Peut-être avons nous, pendant les premières années de notre vie, entendu plusieurs fois : « Tiens toi tranquille ! » « Sois sage maintenant ! ». Phrases qui se sont inscrites en nous comme un refus de notre créativité intérieure à  ce moment là  encore bouillonnante et non freinée par la pensée : « C’est impossible ». En grandissant, nous intégrons les injonctions verbalisées ou non verbalisées de notre environnement et apprenons à nous tenir bien. Dans cet apprentissage de la vie sociale, nous perdons parfois le contact avec notre source de vie intérieure. C’est pourtant celle qui nous guide le mieux dans la réalisation de notre potentiel et de nos talents. Coupés de cette source intérieure, nous commençons logiquement à rechercher l’amour et l’attention à l’extérieur.

La nécessité du jeu

Nous retrouvons ce contact par le jeu. Nous laissons derrière nous les critères beau et laid, juste et faux, et les règles culturelles restrictives. La danse devient une exploration créative, un jeu, un lâcher prise qui nous ouvre au moment présent. C’est là  que nous sommes en contact avec notre essence. À l’écoute de notre monde intérieur, ici et maintenant, le mouvement qui émerge est authentique. Ce mouvement est unique, vibrant et profondément créatif.

Nous explorons diverses qualités humaines par le mouvement, au rythme de musiques qui nous inspirent, ce qui nous permet de nous engager corps et âme au lieu d’analyser. L’analyse intellectuelle crée une distance. La création est un mouvement de participation et d’échange avec la vie. Dans ces moments là, nous touchons la vie de façon intime. En ce faisant, nous retrouvons l’enfant que nous étions, avec la maturité glanée entre temps le long de notre chemin.

Le groupe

Le groupe est important dans ce processus, ou comme je l’appelle souvent : la tribu. Nous avons besoin d’être accueilli et perçu dans notre créativité, ce qui a le pouvoir de guérir d’anciennes expériences négatives. Le groupe est enrichissant et libérateur car il est un lieu de partage et de communication en dessous du verbal, au niveau de l’expérience de soi. La créativité de l’un invite la créativité de l’autre.

Lien avec l’intérieur, la sensation

Dans la danse et le mouvement, nous nous réapproprions notre attention et apprenons à la diriger. C’est un instrument humain puissant car tout ce à quoi nous portons notre attention s’amplifie.
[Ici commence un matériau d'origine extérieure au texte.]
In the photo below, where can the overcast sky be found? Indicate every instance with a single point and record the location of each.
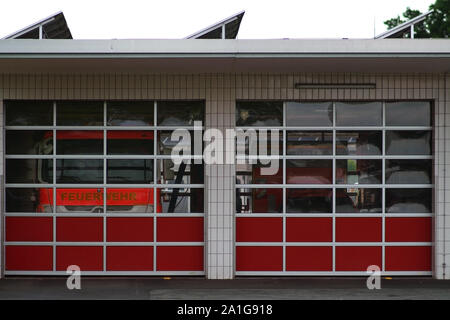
(172, 19)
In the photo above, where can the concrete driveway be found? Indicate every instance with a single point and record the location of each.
(180, 288)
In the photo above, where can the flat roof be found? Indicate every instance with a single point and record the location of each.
(211, 55)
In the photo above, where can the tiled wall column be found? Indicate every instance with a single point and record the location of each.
(1, 190)
(219, 181)
(442, 182)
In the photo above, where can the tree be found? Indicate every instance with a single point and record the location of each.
(436, 25)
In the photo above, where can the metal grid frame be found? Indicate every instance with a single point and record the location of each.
(383, 215)
(155, 157)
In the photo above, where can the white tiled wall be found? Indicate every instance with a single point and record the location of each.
(220, 92)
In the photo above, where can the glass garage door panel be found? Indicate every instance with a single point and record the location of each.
(106, 196)
(353, 189)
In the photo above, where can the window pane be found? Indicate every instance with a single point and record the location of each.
(29, 142)
(308, 114)
(135, 200)
(358, 200)
(408, 171)
(408, 142)
(408, 200)
(408, 113)
(359, 114)
(79, 113)
(130, 171)
(79, 171)
(359, 143)
(259, 114)
(29, 171)
(181, 200)
(309, 200)
(180, 113)
(29, 113)
(130, 142)
(79, 200)
(29, 199)
(126, 113)
(248, 139)
(183, 173)
(253, 174)
(79, 142)
(309, 171)
(261, 200)
(309, 143)
(357, 171)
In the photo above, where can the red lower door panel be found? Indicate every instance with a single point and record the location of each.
(29, 258)
(357, 258)
(29, 228)
(86, 257)
(79, 229)
(124, 229)
(309, 258)
(413, 258)
(309, 229)
(179, 258)
(411, 229)
(255, 258)
(358, 229)
(180, 229)
(259, 229)
(128, 258)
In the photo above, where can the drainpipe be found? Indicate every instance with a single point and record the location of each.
(445, 173)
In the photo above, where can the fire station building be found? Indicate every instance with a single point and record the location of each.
(88, 178)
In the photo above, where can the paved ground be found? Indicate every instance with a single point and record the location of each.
(146, 288)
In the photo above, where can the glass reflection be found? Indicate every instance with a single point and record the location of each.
(309, 171)
(29, 113)
(29, 200)
(79, 171)
(408, 171)
(183, 173)
(181, 200)
(79, 113)
(358, 200)
(308, 114)
(309, 143)
(410, 200)
(259, 113)
(130, 171)
(130, 142)
(254, 173)
(260, 200)
(29, 142)
(79, 142)
(358, 143)
(359, 114)
(131, 200)
(29, 171)
(180, 113)
(258, 142)
(309, 200)
(408, 142)
(408, 113)
(358, 171)
(127, 113)
(79, 200)
(166, 143)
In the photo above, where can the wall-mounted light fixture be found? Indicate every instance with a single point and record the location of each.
(335, 86)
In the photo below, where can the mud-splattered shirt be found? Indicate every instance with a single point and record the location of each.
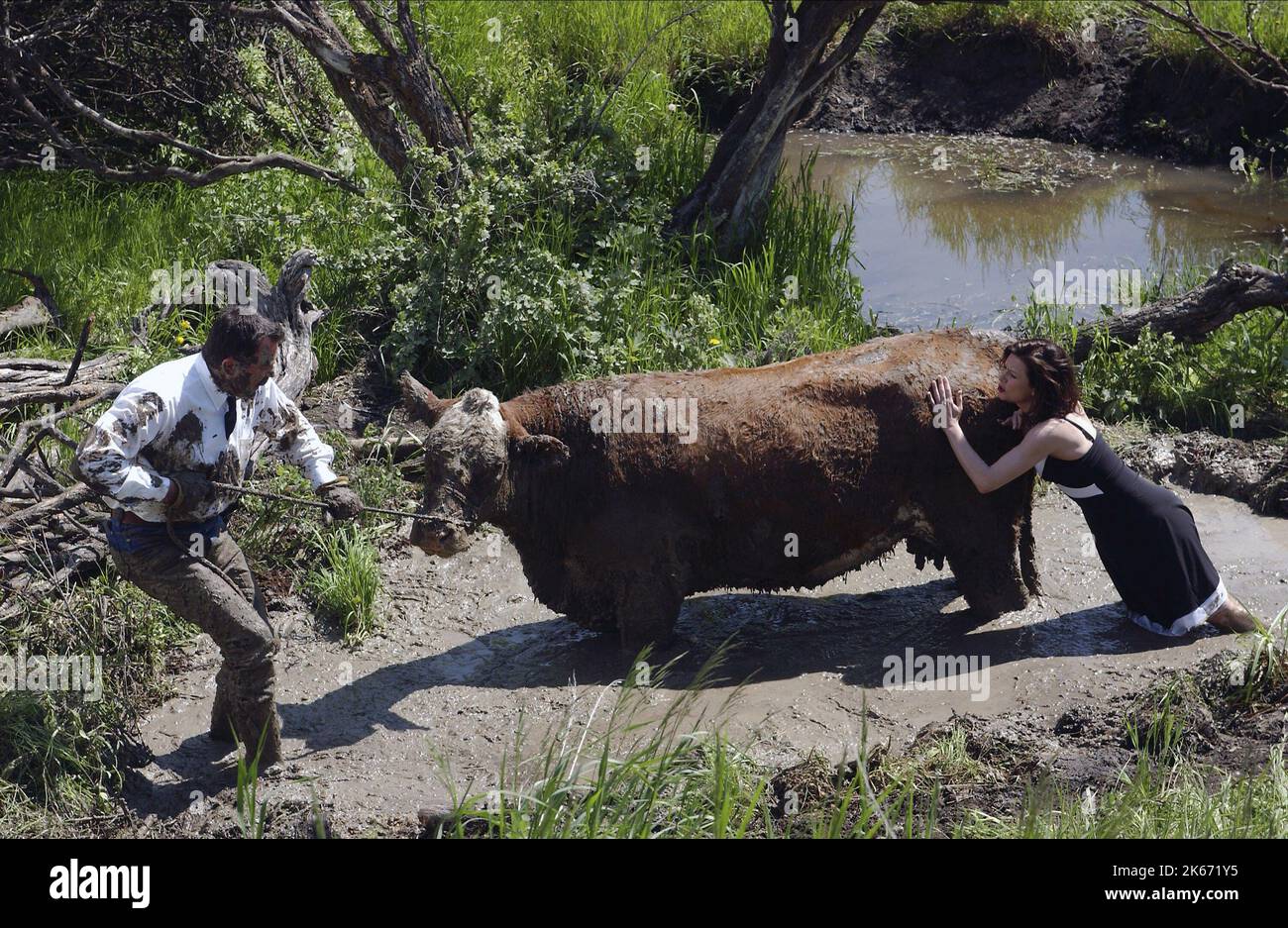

Pas à  pas, nous reprenons notre intérêt à l’intérieur et l’ancrons dans notre ressenti corporel. Nous découvrons que ce monde intérieur est un tissu vivant de myriades de sensations corporelles et que celles-ci sont les messagères de notre intelligence somatique. Elles nous guident dans nos décisions et constituent un senseur hautement différencié pour mener notre vie de tous les jours. Notre intuition passe en grande partie par les sensations corporelles. De cette façon, nous lions l’intérêt et la vivacité de notre cerveau à  notre intelligence cellulaire. Nous retrouvons par là une source de vie intérieure qui nous nourrit.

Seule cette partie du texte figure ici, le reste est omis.